Perception Of Time

Time. It has passed. There shall be no returning to the moment when I wrote the first word in this article. But can I draw a line through it? Yes, I can. I can also tear off this page and remove all the jagged bit of paper sticking out of the binding meticulously, ensuring that there is no sign left of this page. You would believe it too – this page never existed. In other words, at no given time had I sat down on my table with a cup of tea and two biscuits and wrote a few words on a certain page. Such is one of our perceptions of time. If I did not spend my time writing, I must have done something else. That is another curious aspect of time – we spend it regardless of whether we want to spend it or not. Yet we call it spending. Do we not breathe as involuntarily as the passing of time? We breathe through our idle thoughts yet we attribute time to it and not the more obvious and visible action of breathing. It is also true that if all watches and sources of light were removed from a room the only sense of time would be through our bodily rhythms that we can compare to a simple pendulum, the most fundamental mechanisms of the depiction of time. If we hold our breath we may think that our sense of time is being altered but taking into account our perceptive time scale which is affected by out material senses and the mechanical model of the universe that even our senses are instantly led to believe that it makes no difference. Time may be perceptive and even illusionary but it must also leave an indelible mark on our lives. I may have speculated upon tearing off this page to deceive time. But I had not considered one aspect of the notebook. Newton’s Third Law dictates that every action must have a reaction – the number of pages in the notebook has changed. Either material or spiritual, time leaves a mark upon us all.

This encourages me to place a finger in the massive, placid and infinitely deep lake of thought. Forthrightly stating, it is extremely rare for two persons to think in exactly the same way as the other regarding everything. Our thoughts simply “coincide” with another human being. In physics, we call it constructive interference. Our brains constantly emit electromagnetic waves. Light is a spectrum in the electromagnetic wave. Through experiments it has been shown that two light sources placed close to each other create an interference pattern – a series of bright and dark bands. The bright bands signify constructive interference, that is, agreement. The dark bands depict destructive interference, that is, disagreement. Our scale of attraction to a person depends on these bands. Sure, I am expressing relations as the best friend or the lover as a mere band on a screen but that is how we connect if we just walk on a basic level. Although, in real life, there is a lot more than just interference at play at both our brain interaction and light as we see around us. The objects and people we come across and the way they affect us also have an impact on our perception of time. We keep searching for happiness, calm and peace. Situations that involve us using all our faculties at once are called stressful. If something keeps on persisting we might even become bogged down. Have you ever run a really heavy game on your computer? It gets so hot that it shuts down. In the same way, all of us have our capacities and like a computer needs a cooling fan, we need friends. It is not possible for a human to be in his best spirits at all times. Time consumes us all whether we are happy or sad and in my opinion, the factor that decides whether it is being consumed while waiting in traffic or hovering in a make believe world, is upon his surroundings and himself. Let us not go around telling an already stressed human to go around play in his own backyard. Time has ensured that his playing in his own backyard is as involuntary and ineffective as breathing.
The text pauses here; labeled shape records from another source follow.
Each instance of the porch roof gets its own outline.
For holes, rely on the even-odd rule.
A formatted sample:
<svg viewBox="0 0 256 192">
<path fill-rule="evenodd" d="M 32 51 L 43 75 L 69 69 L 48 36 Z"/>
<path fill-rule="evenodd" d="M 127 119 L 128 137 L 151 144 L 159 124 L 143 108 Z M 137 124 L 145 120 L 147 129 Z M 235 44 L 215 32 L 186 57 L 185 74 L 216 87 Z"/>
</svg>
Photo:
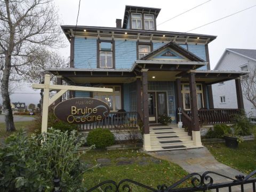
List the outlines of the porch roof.
<svg viewBox="0 0 256 192">
<path fill-rule="evenodd" d="M 187 72 L 182 72 L 177 75 L 177 77 L 188 78 L 190 73 L 194 73 L 197 81 L 203 81 L 207 84 L 213 84 L 222 82 L 234 79 L 242 75 L 250 73 L 247 71 L 221 71 L 221 70 L 190 70 Z"/>
</svg>

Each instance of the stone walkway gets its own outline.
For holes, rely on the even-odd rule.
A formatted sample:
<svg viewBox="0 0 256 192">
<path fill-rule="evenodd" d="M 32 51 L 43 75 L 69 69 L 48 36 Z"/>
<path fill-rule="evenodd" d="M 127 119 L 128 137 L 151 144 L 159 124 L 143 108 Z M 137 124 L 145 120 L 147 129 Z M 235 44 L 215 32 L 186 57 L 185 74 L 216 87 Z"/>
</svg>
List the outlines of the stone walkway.
<svg viewBox="0 0 256 192">
<path fill-rule="evenodd" d="M 148 154 L 153 157 L 177 163 L 189 173 L 195 172 L 202 175 L 206 171 L 212 171 L 234 179 L 235 179 L 235 177 L 237 175 L 245 175 L 244 173 L 218 162 L 205 147 L 150 152 Z M 212 177 L 213 183 L 230 181 L 228 179 L 217 175 L 211 174 L 209 175 Z M 245 185 L 244 187 L 244 191 L 252 191 L 252 184 Z M 219 191 L 228 191 L 228 188 L 220 189 Z M 241 191 L 241 188 L 238 186 L 233 187 L 232 191 Z"/>
</svg>

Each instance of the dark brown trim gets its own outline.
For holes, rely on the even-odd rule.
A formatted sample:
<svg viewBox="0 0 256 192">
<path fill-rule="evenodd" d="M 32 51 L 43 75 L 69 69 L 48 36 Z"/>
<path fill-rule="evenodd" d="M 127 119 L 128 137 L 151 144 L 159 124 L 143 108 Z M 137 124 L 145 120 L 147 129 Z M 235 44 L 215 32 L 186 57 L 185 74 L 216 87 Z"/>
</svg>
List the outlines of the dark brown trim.
<svg viewBox="0 0 256 192">
<path fill-rule="evenodd" d="M 136 79 L 137 93 L 137 112 L 142 117 L 142 111 L 141 110 L 141 81 L 140 78 Z"/>
<path fill-rule="evenodd" d="M 211 85 L 207 85 L 208 90 L 208 99 L 209 101 L 210 109 L 214 109 L 214 106 L 213 105 L 213 97 L 212 96 L 212 89 Z"/>
<path fill-rule="evenodd" d="M 153 43 L 152 42 L 140 42 L 137 41 L 136 42 L 136 47 L 137 47 L 137 59 L 139 59 L 139 45 L 150 45 L 150 52 L 153 51 Z"/>
<path fill-rule="evenodd" d="M 190 107 L 191 130 L 194 131 L 199 131 L 199 117 L 197 109 L 197 101 L 196 98 L 196 78 L 194 73 L 189 74 L 189 88 L 190 90 Z"/>
<path fill-rule="evenodd" d="M 237 108 L 239 109 L 244 109 L 244 101 L 243 100 L 243 92 L 242 91 L 241 81 L 240 79 L 235 79 L 236 98 L 237 99 Z"/>
<path fill-rule="evenodd" d="M 100 68 L 100 43 L 101 42 L 108 42 L 112 43 L 112 65 L 113 69 L 116 68 L 116 52 L 115 41 L 97 39 L 97 68 Z"/>
<path fill-rule="evenodd" d="M 202 86 L 203 86 L 203 97 L 204 97 L 204 108 L 205 109 L 207 109 L 208 108 L 208 107 L 207 106 L 206 85 L 205 84 L 205 83 L 203 83 Z"/>
<path fill-rule="evenodd" d="M 149 119 L 148 111 L 148 73 L 142 71 L 142 100 L 143 100 L 143 123 L 144 134 L 149 134 Z"/>
<path fill-rule="evenodd" d="M 206 62 L 208 62 L 207 64 L 207 69 L 211 70 L 211 66 L 210 65 L 210 57 L 209 57 L 209 49 L 208 48 L 208 44 L 205 44 L 205 54 L 206 57 Z"/>
<path fill-rule="evenodd" d="M 75 67 L 74 59 L 74 49 L 75 49 L 75 38 L 74 37 L 70 37 L 70 60 L 69 63 L 69 67 Z"/>
</svg>

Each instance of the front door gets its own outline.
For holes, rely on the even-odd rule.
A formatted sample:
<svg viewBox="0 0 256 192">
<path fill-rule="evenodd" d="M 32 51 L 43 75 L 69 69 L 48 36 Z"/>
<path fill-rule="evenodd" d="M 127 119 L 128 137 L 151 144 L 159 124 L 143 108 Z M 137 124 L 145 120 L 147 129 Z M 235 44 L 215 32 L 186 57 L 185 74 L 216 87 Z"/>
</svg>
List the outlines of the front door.
<svg viewBox="0 0 256 192">
<path fill-rule="evenodd" d="M 148 92 L 148 111 L 150 123 L 157 123 L 159 115 L 167 115 L 166 92 Z"/>
</svg>

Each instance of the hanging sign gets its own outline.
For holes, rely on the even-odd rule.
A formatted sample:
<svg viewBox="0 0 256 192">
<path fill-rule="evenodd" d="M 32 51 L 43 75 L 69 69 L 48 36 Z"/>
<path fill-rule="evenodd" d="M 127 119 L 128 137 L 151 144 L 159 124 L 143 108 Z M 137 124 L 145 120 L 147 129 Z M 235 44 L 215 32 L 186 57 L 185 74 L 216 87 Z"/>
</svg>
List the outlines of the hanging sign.
<svg viewBox="0 0 256 192">
<path fill-rule="evenodd" d="M 68 99 L 58 104 L 54 115 L 60 120 L 71 124 L 87 124 L 100 121 L 109 113 L 104 102 L 90 98 Z"/>
</svg>

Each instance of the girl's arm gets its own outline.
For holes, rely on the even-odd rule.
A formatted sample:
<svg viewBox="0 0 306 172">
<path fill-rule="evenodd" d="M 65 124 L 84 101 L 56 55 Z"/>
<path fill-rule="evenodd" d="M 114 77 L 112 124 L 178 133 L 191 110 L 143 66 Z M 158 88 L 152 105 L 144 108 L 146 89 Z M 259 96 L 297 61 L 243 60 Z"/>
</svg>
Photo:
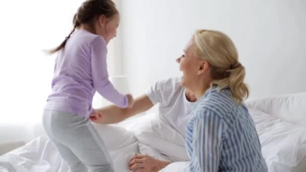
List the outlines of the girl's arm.
<svg viewBox="0 0 306 172">
<path fill-rule="evenodd" d="M 93 122 L 100 124 L 113 124 L 119 122 L 128 118 L 147 111 L 153 107 L 149 98 L 145 95 L 135 99 L 134 105 L 130 108 L 120 108 L 115 105 L 110 105 L 96 110 L 96 120 L 90 117 Z M 101 116 L 99 116 L 99 115 Z M 91 115 L 92 116 L 92 115 Z"/>
</svg>

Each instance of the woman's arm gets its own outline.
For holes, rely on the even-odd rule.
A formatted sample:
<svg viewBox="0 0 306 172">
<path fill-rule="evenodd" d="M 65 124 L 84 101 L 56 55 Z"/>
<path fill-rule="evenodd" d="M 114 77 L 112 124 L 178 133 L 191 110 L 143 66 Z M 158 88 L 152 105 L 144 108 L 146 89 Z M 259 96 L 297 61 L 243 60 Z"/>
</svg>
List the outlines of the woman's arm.
<svg viewBox="0 0 306 172">
<path fill-rule="evenodd" d="M 187 171 L 216 172 L 223 146 L 222 120 L 216 114 L 205 111 L 199 112 L 192 120 L 186 131 L 186 147 L 193 149 Z M 190 127 L 193 128 L 192 133 Z M 187 138 L 188 135 L 192 135 L 191 143 Z"/>
<path fill-rule="evenodd" d="M 143 95 L 135 99 L 134 105 L 130 108 L 123 109 L 116 105 L 110 105 L 96 110 L 95 113 L 99 113 L 101 114 L 101 117 L 96 114 L 95 120 L 92 120 L 90 117 L 90 119 L 93 122 L 100 124 L 116 123 L 147 111 L 153 106 L 149 98 L 146 95 Z"/>
</svg>

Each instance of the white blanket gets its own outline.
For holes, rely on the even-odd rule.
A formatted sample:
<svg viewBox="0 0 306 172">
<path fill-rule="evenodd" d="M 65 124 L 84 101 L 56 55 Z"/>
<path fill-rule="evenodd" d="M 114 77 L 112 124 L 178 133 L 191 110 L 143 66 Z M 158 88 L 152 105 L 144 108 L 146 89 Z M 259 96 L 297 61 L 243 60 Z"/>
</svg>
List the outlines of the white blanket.
<svg viewBox="0 0 306 172">
<path fill-rule="evenodd" d="M 139 153 L 134 134 L 113 125 L 95 125 L 109 149 L 115 171 L 128 172 L 128 162 Z M 47 137 L 39 137 L 0 156 L 1 172 L 67 172 L 68 168 Z"/>
</svg>

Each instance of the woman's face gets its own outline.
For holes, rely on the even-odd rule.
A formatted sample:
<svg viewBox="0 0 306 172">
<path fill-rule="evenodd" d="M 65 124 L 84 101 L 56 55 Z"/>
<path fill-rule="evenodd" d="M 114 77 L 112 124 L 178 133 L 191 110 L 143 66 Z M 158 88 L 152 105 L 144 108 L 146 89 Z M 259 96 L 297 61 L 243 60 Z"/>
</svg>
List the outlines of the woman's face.
<svg viewBox="0 0 306 172">
<path fill-rule="evenodd" d="M 184 54 L 177 59 L 180 63 L 180 70 L 183 72 L 181 84 L 182 86 L 193 90 L 198 78 L 198 69 L 201 60 L 195 56 L 196 45 L 193 37 L 184 50 Z"/>
</svg>

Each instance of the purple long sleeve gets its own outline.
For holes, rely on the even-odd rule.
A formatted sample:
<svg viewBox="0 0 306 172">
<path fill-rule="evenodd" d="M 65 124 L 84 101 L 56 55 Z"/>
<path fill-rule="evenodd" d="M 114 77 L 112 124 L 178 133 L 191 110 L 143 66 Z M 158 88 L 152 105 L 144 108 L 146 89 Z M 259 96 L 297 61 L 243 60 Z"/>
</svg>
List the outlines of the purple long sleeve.
<svg viewBox="0 0 306 172">
<path fill-rule="evenodd" d="M 117 106 L 126 108 L 127 98 L 115 89 L 109 81 L 106 53 L 107 51 L 104 40 L 97 37 L 93 41 L 92 48 L 92 75 L 94 88 L 104 98 Z"/>
<path fill-rule="evenodd" d="M 88 117 L 96 91 L 120 107 L 127 107 L 126 96 L 109 80 L 107 49 L 103 37 L 79 30 L 58 52 L 52 81 L 52 93 L 44 109 Z"/>
</svg>

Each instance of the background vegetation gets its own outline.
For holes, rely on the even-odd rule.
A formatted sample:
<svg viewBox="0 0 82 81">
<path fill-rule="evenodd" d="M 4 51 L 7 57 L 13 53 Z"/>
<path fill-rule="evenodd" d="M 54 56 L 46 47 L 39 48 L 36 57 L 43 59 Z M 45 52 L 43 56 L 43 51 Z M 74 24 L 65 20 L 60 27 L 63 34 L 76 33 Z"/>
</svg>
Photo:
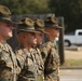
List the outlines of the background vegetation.
<svg viewBox="0 0 82 81">
<path fill-rule="evenodd" d="M 67 32 L 82 28 L 82 0 L 0 0 L 14 15 L 55 13 L 64 16 Z"/>
</svg>

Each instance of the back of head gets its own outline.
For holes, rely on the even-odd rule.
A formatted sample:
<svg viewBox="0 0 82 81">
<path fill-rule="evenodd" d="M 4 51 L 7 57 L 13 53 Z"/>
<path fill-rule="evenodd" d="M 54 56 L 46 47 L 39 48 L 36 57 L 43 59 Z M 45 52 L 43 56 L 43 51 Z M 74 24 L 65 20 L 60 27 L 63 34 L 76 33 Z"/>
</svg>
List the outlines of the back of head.
<svg viewBox="0 0 82 81">
<path fill-rule="evenodd" d="M 50 27 L 53 27 L 53 28 L 60 28 L 58 26 L 58 19 L 56 17 L 52 17 L 52 16 L 47 16 L 45 19 L 44 19 L 44 25 L 45 25 L 45 28 L 50 28 Z"/>
<path fill-rule="evenodd" d="M 33 21 L 31 21 L 28 17 L 25 17 L 19 21 L 17 25 L 17 32 L 23 32 L 23 31 L 31 31 L 35 32 L 35 27 L 33 27 Z"/>
</svg>

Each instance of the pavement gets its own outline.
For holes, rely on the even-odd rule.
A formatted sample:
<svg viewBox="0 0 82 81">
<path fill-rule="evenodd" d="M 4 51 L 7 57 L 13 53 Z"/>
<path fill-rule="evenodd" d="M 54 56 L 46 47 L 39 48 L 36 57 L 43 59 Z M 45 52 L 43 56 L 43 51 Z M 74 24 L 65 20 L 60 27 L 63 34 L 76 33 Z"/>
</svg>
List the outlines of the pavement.
<svg viewBox="0 0 82 81">
<path fill-rule="evenodd" d="M 65 59 L 82 59 L 82 46 L 65 48 Z M 60 81 L 82 81 L 82 65 L 60 67 Z"/>
<path fill-rule="evenodd" d="M 60 69 L 60 81 L 82 81 L 82 69 Z"/>
</svg>

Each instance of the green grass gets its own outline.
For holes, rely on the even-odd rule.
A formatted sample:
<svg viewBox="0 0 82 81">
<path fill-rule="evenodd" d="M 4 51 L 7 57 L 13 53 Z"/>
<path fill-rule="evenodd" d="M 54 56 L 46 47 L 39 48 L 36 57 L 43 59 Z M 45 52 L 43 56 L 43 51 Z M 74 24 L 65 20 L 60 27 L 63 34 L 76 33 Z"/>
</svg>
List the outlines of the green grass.
<svg viewBox="0 0 82 81">
<path fill-rule="evenodd" d="M 66 59 L 63 66 L 82 66 L 82 59 Z"/>
</svg>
If thoughts are important then my next question is very simple – can time be slowed or quickened by thought? Of course not; we must certainly be jesting in drunken merriment. Hold that thought. I will bring forth an old observation. Time seems to pass faster when we are doing something we love but it passes excruciatingly slowly when we are engaged in what we truly dislike or have no interest in. In fiction you must have read how time seems to be in a standstill when all hope is lost, darkness has enveloped the light and the season of perpetual darkness makes it seem as if we all are in a cavern of hopeless existence for eternity. Well, not true. In all those moments we forgot a crucial ticking of time that depicts our eternal mortality – the heartbeat. If we observe, our heartbeat is roughly at a rate of one beat per second. We have built our instruments to measure time but the real clock, our entire perception of time and our very existence is at that faint dub-dub of the heart that we can listen to if everything around us ceases to exist. That is the ultimate ticking of the inevitability of life. Our heart keeps beating regardless of all circumstances and by each beat it gets older just as the parts of an internal combustion engine are deteriorated by that negligible amount after each explosion. This understanding of time is more final than everything else in our lives. Do I still tear this page off and pretend it did not exist? The heartbeats that passed as I examined that thought have just passed and nothing can hide that evidence. Thus it is with this grim realization that eternal youth is just a mental state and that the end of time is indeed real, let us make the most of the time we have. Being jovial is good but we must also pay attention to the melancholy of existence because it has some words to say too: the perception of time is the dawning of the beginning and the end.